At Brown, in Providence, R.I., Struever designed a curriculum that allowed him to graduate as an urban anthropology major. Some of his closest friends from college remember him as the kind of guy who, despite a privileged upbringing (his parents had separate summer homes), chose to shun Ivy League dorms and live in a rat-infested apartment building in a seedy section of town. And though he didn't need money, he chose to work from 1 a.m. to 6 a.m. before classes loading produce trucks.
"Talk about an alternative lifestyle - he lived an alternative lifestyle," says Amy Gould, a college friend.
After graduation in 1974, Struever moved to Baltimore with his roommate, Eccles. They were drawn here in part by the ideology of Mayor Schaefer's urban renaissance and in part by the promise of free room and board in Nancy Struever's new home. She had become a professor of Renaissance history at Johns Hopkins University and lived in the well-to-do Tuscany Canterbury neighborhood.
In 1974, Bill, Fred and Eccles formed a home improvement business called Struever Bros. and Eccles that installed shelves and remodeled kitchens for Hopkins professors. Bill Struever was an electrician and the leader of the company. Eccles, the straight-laced math major, studied a book on accounting and handled the numbers. Fred, the partyer who never went to college, helped with the carpentry and hanged drywall. Later, the firm added Ted Rouse, a professional oboist, home renovator and son of developer James Rouse.
In 1976, the brothers borrowed $10,000 from their mother to buy a two-story red brick rowhouse at 436 Grindall St. in what was then a run-down Federal Hill neighborhood just starting to become gentrified.
Struever Bros. next fixed up 25 houses on an adjacent block, then bought and renovated 40 stores around the nearby Cross Street Market. But they couldn't find anyone to buy them. So they started businesses - an ice cream shop, tavern, bookstore and gourmet cheese shop - to try to create the illusion that the area was hotter than it was.
From Federal Hill, Struever Bros. moved north into the center of the city to help gentrify Charles Street and Mount Vernon in the early 1980s. Canton was the target in the mid-1980s and 1990s, and now it's Locust Point in southern Baltimore.
"Bill Struever is an urban legend," says Robert Quilter, an architect who works for the city. "He's always been on the cutting edge. He helped to start the boom in Federal Hill and Charles Street, moved to Canton, did the second generation of projects there. Now with Tide Point he's riding that wave."
In 1974, the company grossed $45,000 - a $5,000 profit, split three ways. "Beer money, that's about it," Struever recalls. Last year, the firm brought in more than $80 million and employed 200 people.

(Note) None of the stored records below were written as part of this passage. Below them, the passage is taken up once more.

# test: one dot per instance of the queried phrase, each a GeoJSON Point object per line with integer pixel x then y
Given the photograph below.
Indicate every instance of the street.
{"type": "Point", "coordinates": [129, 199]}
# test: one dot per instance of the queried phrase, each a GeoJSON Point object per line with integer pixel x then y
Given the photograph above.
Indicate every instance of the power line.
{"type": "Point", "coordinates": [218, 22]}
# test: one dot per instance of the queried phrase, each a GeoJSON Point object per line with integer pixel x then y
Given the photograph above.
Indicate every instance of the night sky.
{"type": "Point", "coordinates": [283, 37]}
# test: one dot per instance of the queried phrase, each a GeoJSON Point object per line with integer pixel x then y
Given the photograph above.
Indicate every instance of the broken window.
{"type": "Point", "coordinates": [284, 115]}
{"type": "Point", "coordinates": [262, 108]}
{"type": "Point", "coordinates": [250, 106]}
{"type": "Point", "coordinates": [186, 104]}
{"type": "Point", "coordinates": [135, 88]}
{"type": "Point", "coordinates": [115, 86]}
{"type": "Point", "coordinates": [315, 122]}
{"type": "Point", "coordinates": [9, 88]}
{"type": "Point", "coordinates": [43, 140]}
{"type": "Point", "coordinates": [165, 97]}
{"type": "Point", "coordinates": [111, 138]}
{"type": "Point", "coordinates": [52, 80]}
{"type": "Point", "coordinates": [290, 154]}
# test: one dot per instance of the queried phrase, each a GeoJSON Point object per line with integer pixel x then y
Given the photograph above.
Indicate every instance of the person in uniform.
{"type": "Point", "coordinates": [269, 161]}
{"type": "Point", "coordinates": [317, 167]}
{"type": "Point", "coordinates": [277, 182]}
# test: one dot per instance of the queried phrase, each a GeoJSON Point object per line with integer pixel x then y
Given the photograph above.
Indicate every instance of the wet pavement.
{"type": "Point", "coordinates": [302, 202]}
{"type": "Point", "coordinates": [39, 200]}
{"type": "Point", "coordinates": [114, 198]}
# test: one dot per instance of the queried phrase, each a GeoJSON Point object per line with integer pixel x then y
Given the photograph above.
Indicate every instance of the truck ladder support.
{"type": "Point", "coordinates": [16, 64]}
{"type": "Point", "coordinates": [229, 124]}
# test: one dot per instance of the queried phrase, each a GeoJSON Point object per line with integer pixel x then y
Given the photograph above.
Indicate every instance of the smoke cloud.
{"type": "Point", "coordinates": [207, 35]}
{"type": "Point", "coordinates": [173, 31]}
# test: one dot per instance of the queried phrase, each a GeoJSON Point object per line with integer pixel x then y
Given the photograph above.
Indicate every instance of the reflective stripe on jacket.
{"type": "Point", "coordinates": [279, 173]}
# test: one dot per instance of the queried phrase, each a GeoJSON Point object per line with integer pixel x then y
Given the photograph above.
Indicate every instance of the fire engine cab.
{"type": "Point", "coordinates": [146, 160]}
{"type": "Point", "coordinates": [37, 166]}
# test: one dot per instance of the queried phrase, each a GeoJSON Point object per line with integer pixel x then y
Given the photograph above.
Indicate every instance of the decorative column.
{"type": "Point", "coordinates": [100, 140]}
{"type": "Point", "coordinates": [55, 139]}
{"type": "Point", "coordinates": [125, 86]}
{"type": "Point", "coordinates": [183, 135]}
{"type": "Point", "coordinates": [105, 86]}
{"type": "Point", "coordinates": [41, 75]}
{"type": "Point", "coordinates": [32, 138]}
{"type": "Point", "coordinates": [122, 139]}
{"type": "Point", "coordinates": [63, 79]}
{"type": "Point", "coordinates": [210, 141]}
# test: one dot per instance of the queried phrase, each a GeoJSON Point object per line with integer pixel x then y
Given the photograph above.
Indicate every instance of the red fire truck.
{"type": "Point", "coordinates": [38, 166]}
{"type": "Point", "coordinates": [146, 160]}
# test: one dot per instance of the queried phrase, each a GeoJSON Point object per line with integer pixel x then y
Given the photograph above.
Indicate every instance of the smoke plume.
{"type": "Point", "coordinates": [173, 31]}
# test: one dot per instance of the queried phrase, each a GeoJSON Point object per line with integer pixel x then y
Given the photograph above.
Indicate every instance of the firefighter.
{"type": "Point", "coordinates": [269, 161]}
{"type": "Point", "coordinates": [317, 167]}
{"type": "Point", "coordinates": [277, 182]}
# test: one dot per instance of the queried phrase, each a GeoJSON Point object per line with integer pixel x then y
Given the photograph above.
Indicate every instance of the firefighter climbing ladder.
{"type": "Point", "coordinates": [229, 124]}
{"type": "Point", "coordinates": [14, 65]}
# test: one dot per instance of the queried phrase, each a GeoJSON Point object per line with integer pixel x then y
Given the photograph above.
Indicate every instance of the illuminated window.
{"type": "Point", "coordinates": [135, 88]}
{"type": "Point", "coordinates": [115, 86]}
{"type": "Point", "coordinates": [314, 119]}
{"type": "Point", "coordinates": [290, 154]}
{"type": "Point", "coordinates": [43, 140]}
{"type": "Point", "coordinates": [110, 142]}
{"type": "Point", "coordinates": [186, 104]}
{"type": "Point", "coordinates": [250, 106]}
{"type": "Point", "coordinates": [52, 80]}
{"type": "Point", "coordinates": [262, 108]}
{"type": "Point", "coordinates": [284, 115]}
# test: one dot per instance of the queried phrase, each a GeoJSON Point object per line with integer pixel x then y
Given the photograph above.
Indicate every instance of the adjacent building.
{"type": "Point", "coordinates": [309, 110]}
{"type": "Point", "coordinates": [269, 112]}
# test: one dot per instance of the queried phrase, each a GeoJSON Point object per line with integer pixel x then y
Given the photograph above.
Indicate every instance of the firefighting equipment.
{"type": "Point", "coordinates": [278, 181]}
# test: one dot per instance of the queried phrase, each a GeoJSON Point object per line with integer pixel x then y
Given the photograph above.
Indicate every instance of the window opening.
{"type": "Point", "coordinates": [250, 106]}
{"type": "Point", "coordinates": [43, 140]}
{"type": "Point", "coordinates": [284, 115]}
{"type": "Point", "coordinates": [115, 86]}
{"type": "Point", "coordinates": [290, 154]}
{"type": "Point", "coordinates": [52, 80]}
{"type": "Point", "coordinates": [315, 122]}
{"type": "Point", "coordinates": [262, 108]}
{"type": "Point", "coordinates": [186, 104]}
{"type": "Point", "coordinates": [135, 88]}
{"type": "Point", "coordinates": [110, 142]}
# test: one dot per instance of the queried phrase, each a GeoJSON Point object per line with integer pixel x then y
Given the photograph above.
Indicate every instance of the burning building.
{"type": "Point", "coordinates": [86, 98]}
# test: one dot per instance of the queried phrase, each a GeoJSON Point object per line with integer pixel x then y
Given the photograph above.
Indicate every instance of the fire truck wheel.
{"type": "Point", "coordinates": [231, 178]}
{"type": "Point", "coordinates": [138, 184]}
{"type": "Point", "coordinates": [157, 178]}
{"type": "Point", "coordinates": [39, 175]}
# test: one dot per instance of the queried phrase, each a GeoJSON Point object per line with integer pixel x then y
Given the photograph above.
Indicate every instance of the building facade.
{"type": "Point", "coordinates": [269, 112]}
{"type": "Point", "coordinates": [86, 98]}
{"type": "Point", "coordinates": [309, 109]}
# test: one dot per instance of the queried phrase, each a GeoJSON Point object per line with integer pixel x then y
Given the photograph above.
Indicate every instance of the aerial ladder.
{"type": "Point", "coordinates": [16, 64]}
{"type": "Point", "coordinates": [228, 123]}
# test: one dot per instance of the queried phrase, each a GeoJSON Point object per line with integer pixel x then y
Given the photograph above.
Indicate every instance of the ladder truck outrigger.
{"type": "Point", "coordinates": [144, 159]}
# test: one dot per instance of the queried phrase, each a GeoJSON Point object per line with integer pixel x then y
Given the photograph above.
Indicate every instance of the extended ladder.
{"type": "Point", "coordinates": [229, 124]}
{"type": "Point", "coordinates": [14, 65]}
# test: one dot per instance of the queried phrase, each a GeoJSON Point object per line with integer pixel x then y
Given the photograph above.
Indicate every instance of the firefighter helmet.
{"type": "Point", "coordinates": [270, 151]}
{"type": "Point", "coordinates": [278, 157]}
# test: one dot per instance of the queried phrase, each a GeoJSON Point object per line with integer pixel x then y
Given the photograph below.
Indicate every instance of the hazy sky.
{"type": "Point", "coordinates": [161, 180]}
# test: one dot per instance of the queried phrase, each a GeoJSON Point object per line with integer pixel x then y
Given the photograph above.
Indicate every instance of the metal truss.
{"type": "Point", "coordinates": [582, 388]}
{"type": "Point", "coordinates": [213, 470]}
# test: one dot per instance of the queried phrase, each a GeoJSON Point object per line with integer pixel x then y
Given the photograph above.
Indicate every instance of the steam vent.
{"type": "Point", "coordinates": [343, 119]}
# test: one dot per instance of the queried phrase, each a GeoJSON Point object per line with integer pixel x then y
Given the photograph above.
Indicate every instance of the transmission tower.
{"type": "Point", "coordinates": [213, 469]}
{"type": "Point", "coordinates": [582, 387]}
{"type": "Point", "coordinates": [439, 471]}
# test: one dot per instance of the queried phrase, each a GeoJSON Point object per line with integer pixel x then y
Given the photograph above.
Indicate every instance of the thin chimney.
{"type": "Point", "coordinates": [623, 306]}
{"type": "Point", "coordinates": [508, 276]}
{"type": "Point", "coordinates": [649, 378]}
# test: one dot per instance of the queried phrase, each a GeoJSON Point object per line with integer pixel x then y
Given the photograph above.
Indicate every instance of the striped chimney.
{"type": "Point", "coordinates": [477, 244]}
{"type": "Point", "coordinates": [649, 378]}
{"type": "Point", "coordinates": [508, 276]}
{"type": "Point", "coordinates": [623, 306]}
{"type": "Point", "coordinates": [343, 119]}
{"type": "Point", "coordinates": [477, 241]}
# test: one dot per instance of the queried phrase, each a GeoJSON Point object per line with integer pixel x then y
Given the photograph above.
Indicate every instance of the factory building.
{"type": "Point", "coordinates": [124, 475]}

His projects - at least 166 since 1984 - include townhouses, senior apartments, research labs, public housing, the Tindeco Wharf apartments, the Bagby office building, Brown's Arcade retail plaza, Louie's Bookstore Cafe, Our Daily Bread food pantry and a Cadillac dealership in suburban Cockeysville. About 35 percent of Struever Bros.' work is development, 65 percent construction contracting.
In the last year and a half, Struever has launched a dizzying array of projects. Aside from Tide Point, his firm is planning to build a small city of shops and offices along the water on Thames Street in Fells Point. He's building apartments in the long-vacant Congress Hotel and the Munsey Building downtown. He's signed contracts to buy the Belvedere Square shopping center in north Baltimore, National Brewery in East Baltimore and Coca-Cola plant in southern Baltimore.
In an increasingly uniform-looking America, where even visitors to the Inner Harbor see the same Pizzeria Uno and Planet Hollywood chain restaurants they would see in New Jersey or Ohio, Struever's buildings tell people what makes Baltimore different. They almost always include symbols of the city's industrial past - decorated snuff tins in the lobby of Tindeco Wharf apartments, a pyramid of tin cans in the American Can Co. entrance. And they use exposed brick, rough-looking beams and quirky layouts to let visitors know they're not in a generic-looking box in suburban Owings Mills or White Marsh.